Researchers Put School Choice Options Under the Microscope

School Choice and School Improvement; Mark Berends, Marisa Cannata, Ellen B. Goldring, eds; Harvard Education Press, 2011

Why do parents decide to switch schools? How good is the information school districts provide to guide those decisions? How do traditional public schools respond to competition from charter schools? Do options exacerbate segregation by skimming off the best students? And do any of these efforts appear to improve student achievement?

Answers to these difficult questions surrounding school choice are the topic of a new book, School Choice and School Improvement, by experts at the National Center on School Choice (NCSC), published this spring by Harvard Education Press.

The researchers examine how communities, districts and states use choice as a strategy for improving schools and student learning in a manner designed to address common concerns of parents, policymakers and the broader public.

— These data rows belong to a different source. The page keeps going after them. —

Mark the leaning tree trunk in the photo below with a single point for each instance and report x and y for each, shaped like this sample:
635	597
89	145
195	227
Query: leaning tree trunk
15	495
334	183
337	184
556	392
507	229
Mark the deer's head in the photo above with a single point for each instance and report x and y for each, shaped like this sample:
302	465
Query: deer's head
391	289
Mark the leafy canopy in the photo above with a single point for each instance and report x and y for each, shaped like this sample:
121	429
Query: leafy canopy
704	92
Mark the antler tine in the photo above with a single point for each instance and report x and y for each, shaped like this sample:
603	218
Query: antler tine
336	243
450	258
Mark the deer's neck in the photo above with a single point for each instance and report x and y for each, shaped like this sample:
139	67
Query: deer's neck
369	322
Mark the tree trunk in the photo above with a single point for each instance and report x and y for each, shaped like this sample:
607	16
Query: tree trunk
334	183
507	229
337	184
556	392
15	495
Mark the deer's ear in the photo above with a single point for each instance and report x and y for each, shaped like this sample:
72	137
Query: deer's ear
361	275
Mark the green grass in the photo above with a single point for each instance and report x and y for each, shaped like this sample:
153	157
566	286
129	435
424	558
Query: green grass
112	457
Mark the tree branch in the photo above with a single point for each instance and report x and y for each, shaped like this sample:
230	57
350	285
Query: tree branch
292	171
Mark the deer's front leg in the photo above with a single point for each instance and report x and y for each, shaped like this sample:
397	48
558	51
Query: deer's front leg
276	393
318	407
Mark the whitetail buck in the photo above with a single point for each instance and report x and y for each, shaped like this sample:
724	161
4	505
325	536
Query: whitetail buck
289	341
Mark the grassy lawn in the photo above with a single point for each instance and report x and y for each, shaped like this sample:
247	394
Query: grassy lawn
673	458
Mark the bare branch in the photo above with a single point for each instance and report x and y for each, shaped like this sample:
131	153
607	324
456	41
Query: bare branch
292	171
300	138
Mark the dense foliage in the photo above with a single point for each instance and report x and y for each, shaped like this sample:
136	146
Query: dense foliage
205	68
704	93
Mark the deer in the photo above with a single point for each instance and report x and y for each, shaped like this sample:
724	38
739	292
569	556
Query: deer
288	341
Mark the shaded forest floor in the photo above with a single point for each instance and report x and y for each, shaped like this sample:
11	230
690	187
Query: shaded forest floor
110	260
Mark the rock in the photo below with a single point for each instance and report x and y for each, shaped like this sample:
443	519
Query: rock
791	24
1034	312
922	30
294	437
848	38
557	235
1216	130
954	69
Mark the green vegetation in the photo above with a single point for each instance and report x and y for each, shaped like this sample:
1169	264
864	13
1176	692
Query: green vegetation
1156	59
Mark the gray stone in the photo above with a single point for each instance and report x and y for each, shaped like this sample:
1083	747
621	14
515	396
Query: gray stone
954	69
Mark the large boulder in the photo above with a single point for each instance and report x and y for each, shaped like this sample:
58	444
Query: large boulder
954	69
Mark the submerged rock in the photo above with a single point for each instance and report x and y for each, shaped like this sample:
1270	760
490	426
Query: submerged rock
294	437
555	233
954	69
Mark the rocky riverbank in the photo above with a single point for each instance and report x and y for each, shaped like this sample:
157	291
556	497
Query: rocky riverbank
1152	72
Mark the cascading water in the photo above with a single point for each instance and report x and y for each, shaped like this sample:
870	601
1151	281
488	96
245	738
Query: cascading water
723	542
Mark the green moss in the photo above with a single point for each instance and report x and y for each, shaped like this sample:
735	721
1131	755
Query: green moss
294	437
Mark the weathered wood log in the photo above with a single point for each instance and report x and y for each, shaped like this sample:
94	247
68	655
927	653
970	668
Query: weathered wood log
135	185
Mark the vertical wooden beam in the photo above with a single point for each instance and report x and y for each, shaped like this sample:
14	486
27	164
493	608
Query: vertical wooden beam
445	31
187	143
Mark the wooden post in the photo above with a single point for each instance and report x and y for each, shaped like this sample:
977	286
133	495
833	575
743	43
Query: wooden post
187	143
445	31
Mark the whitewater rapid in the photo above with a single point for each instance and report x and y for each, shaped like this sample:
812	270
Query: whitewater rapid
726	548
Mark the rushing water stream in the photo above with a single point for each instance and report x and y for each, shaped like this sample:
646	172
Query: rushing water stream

The newly published studies focus on cities and states with some of the country’s most interesting school choice scenarios, including Washington, D.C., New York, Indianapolis, Chicago and Michigan.

Included in the book are:

  • A discussion of the effects of the variety of school choice options and how they operate within districts, cities or states, by Ellen Goldring, principal investigator of NCSC and Patricia and Rodes Hart Chair in the Department of Leadership, Policy and Organizations; Marisa Cannata, associate director of NCSC; and Mark Berends, professor of sociology and education at the University of Notre Dame;
  • Findings that students who switched to charter schools in Indianapolis experienced positive gains on standardized tests compared with their gains trajectories in traditional public schools. The authors, Vanderbilt Peabody College graduate students Anna Nicotera and Maria Mendiburo and Berends, speculate that the positive effects might be attributable to unique circumstances in Indianapolis, where the mayor has independent control over charter school authorization and accountability, and business and civic leaders have strongly supported the program;
  • An exploration of the behavior of parents around school choice, which finds that while parents indicate academics are a top priority, their actual switching patterns showed little evidence of this preference, by Goldring; Xiu Cravens, research assistant professor of education policy; and Marc Stein, Johns Hopkins University; and
  • A report that no evidence exists to show charter schools skim high achieving students, thereby affecting the racial mix of schools, by Ron Zimmer, associate professor of leadership, policy and organizations, and colleagues.

School Choice and School Improvement is edited by Cannata, Goldring and Berends and is based on papers presented at a national invitational conference on school choice held at Vanderbilt in 2009.